Allosteric modulation of ligand-gated ion channels provides a powerful mechanism to fine-tune their activity without competing with endogenous ligands. In the case of NMDA receptors (NMDARs), which are critical for excitatory neurotransmission and synaptic plasticity, allosteric modulators represent potential therapeutic tools, particularly in conditions involving NMDAR hypofunction. Here, we characterize EAR-20, a 17-amino-acid peptide derived from the marine cone snail toxin Conantokin-G, as a novel positive allosteric modulator (PAM) of NMDARs. Using molecular docking, whole-cell and single-channel patch-clamp electrophysiology, and recordings in cultured hippocampal neurons, we show that EAR-20 enhances receptor function by increasing channel open probability and reducing desensitization, and can even activate NMDARs in the absence of exogenous glutamate and glycine, albeit to a lower extent. EAR-20 decreased desensitization, potentiating GluN1-GluN2A and GluN1-GluN2B receptors more than twofold, modestly enhanced (∼25%) GluN1-GluN2A-GluN2B tri-heteromers, and increased NMDAR-mediated currents in primary hippocampal neurons. Molecular docking identified a binding site at the GluN1-GluN2B interface, with Ser773 in GluN1 being critical for the modulatory effect.
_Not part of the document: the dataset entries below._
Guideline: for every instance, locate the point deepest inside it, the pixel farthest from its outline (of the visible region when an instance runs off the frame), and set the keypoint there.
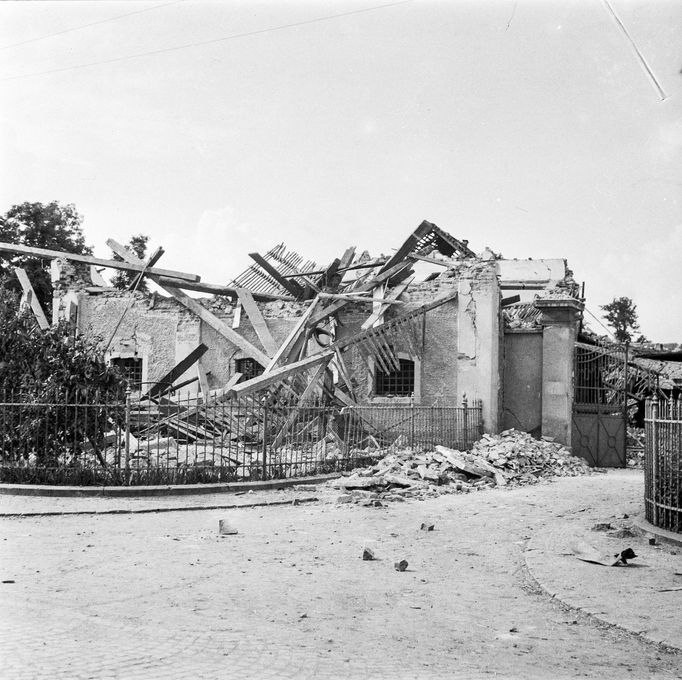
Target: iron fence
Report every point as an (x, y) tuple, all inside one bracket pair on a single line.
[(90, 440), (663, 463)]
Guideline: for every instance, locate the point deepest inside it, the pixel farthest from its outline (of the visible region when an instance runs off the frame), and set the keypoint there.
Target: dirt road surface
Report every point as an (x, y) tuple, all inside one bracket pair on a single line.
[(164, 596)]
Importantly, EAR-20 partially rescued hypofunctional NMDARs carrying patient-derived loss-of-function mutations. Together, these findings identify EAR-20 as a novel subunit-dependent positive allosteric modulator with the potential to inspire the development of small molecules targeting the same binding site, offering proof of concept for therapeutic strategies to treat neurological and neurodevelopmental disorders.